Infraestrutura
Minha Casa Minha Vida completa cinco anos com entrega de 1,7 mi unidades
Programa habitacional
O programa Minha Casa Minha Vida comemora cinco anos em 2014 e, nesse período, contratou 3,4 milhões de unidades, beneficiando mais de seis milhões de pessoas. Os números consolidam o programa como a maior política pública habitacional da história do Brasil.
Até final de abril, programa entregou 1,7 milhão de casas. A meta do governo, segundo o vice-presidente de Habitação da Caixa Econômica Federal, José Urbano Duarte, é chegar a dois milhões de unidades entregues até o final de 2014 e com investimentos da ordem de R$ 234 bilhões.

“A dimensão que o programa ganhou foi tamanha que, nos últimos cinco anos, representantes de várias partes do mundo têm buscado informações sobre o Minha Casa Minha Vida”, afirmou José Urbano. Entre os países que tem demonstrado interesse pelo programa, ele citou México, Colômbia, Peru, países africanos de língua portuguesa, árabes e Egito.
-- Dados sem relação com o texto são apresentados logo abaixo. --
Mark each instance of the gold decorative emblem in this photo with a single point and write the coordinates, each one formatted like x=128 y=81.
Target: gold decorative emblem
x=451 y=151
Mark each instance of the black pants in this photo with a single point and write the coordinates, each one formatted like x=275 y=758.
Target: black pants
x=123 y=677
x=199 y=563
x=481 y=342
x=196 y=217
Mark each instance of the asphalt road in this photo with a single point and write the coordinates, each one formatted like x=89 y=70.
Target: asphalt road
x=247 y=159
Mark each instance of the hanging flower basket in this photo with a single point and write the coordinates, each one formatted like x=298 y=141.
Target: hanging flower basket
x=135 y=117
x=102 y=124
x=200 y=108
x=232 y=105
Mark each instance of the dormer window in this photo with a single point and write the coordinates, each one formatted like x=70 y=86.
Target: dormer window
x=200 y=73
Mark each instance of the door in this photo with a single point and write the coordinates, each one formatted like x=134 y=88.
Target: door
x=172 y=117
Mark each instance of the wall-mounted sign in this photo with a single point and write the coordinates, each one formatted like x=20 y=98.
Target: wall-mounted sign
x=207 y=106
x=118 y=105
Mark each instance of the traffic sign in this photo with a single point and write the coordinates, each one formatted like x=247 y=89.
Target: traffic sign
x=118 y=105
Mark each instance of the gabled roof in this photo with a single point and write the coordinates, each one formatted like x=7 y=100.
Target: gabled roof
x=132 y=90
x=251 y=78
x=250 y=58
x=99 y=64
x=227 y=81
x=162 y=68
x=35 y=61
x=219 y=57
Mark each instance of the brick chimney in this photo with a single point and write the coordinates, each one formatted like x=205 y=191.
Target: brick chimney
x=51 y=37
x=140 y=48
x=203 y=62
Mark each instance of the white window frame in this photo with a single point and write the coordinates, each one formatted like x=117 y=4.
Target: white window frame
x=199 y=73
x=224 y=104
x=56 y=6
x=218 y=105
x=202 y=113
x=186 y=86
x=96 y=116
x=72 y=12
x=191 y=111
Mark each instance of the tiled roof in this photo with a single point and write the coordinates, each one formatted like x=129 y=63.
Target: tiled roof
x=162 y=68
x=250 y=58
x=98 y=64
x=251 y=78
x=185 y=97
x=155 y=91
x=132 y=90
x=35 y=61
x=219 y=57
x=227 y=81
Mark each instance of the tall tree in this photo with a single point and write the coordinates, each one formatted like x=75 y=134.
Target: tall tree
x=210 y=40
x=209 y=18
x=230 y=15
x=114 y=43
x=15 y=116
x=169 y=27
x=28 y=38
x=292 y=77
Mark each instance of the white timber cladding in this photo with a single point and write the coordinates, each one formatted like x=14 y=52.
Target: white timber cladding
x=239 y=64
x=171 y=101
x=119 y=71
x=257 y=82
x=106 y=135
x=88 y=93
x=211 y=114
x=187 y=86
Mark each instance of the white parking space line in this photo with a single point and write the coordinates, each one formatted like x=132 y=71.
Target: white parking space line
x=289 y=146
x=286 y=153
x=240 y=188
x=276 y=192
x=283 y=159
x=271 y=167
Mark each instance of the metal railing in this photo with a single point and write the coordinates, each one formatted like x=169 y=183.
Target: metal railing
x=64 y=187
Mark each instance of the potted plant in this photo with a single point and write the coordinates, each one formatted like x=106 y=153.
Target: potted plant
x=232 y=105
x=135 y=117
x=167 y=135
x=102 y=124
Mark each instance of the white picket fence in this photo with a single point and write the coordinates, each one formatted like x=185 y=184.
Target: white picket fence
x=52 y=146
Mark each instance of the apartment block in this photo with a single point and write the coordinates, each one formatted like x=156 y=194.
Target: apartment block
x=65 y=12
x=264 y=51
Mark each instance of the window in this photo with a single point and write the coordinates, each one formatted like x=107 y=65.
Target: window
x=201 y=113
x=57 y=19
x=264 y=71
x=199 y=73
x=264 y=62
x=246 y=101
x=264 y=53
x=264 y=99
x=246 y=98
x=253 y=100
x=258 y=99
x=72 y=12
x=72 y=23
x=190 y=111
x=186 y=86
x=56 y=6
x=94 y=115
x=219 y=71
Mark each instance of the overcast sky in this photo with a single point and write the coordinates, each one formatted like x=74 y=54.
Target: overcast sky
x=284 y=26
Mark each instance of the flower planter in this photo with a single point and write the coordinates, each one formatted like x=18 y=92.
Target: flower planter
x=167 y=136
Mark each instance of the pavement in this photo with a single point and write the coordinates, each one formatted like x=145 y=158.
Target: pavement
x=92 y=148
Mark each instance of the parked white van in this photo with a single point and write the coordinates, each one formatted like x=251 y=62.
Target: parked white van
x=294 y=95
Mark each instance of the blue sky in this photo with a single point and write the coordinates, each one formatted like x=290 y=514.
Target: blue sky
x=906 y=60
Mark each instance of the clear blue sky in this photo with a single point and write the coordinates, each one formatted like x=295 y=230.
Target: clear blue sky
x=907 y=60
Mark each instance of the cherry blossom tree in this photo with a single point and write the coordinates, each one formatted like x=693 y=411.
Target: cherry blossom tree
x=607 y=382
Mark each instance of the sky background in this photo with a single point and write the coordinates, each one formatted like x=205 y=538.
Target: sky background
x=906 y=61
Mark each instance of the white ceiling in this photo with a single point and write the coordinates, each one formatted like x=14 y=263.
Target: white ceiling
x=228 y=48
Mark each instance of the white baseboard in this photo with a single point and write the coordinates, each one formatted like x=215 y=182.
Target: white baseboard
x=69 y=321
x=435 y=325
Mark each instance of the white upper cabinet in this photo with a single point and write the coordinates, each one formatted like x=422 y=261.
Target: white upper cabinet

Urbano afirma que as representações estrangeiras querem informações sobre a grande capacidade do programa de expandir a atividade econômica do País, envolvendo mão de obra empregada na construção civil. Ele também ressalta que o programa propicia um aumento da atividade da indústria de cimento e de cerâmica.
O Minha Casa Minha Vida é um programa voltado para famílias de três faixas de renda – até R$ 1,6 mil (Faixa 1), entre R$ 1,6 mil e R$ 3,275 mil (Faixa 2) e de R$ 3.275,01 mil a R$ 5 mil mensais. No caso da faixa 1, a prestação da casa não deve ultrapassar 5% da renda do beneficiário, com valor mínimo de R$ 25, pelo período de 10 anos. O subsídio na concessão deste imóvel é bancado com recursos do Orçamento Geral da União (OGU).
“Se você fizer as contas, o subsídio poderá passar de 90% do preço do imóvel”, calcula o vice-presidente. Segundo ele, o subsídio é uma questão de prioridade do governo alinhada a política habitacional. “O Minha Casa Minha vida é viável e vai continuar.”
Na avaliação do vice-presidente, se o Estado não participar de alguma forma da produção imobiliária, a população de baixa renda não consegue uma moradia. Ele também destaca benefícios indiretos à classe média e alta com o barateamento de custos da construção civil.
MCMV
O programa foi lançado em março de 2009 pelo governo federal para permitir o acesso à casa própria para famílias de baixa renda. Além do objetivo social, o programa gerou emprego e renda, nos últimos anos, por meio do incremento da cadeia produtiva do setor da construção civil. O programa subsidia a aquisição da casa/apartamento próprio para famílias com renda até R$ 1,6 mil e, facilita as condições de acesso ao imóvel para famílias com renda até R$ 5 mil. Para isso, o Governo Federal disponibilizou, na segunda etapa do MCMV, um total de R$ 125,7 bilhões, entre subsídio e linhas de financiamento.
Em sua segunda fase, o MVMC prevê a construção de dois milhões de unidades habitacionais até o fim de 2014, das quais 60% voltadas para famílias de baixa renda. O programa entregou 1,6 milhão de unidades habitacionais a famílias de baixa renda.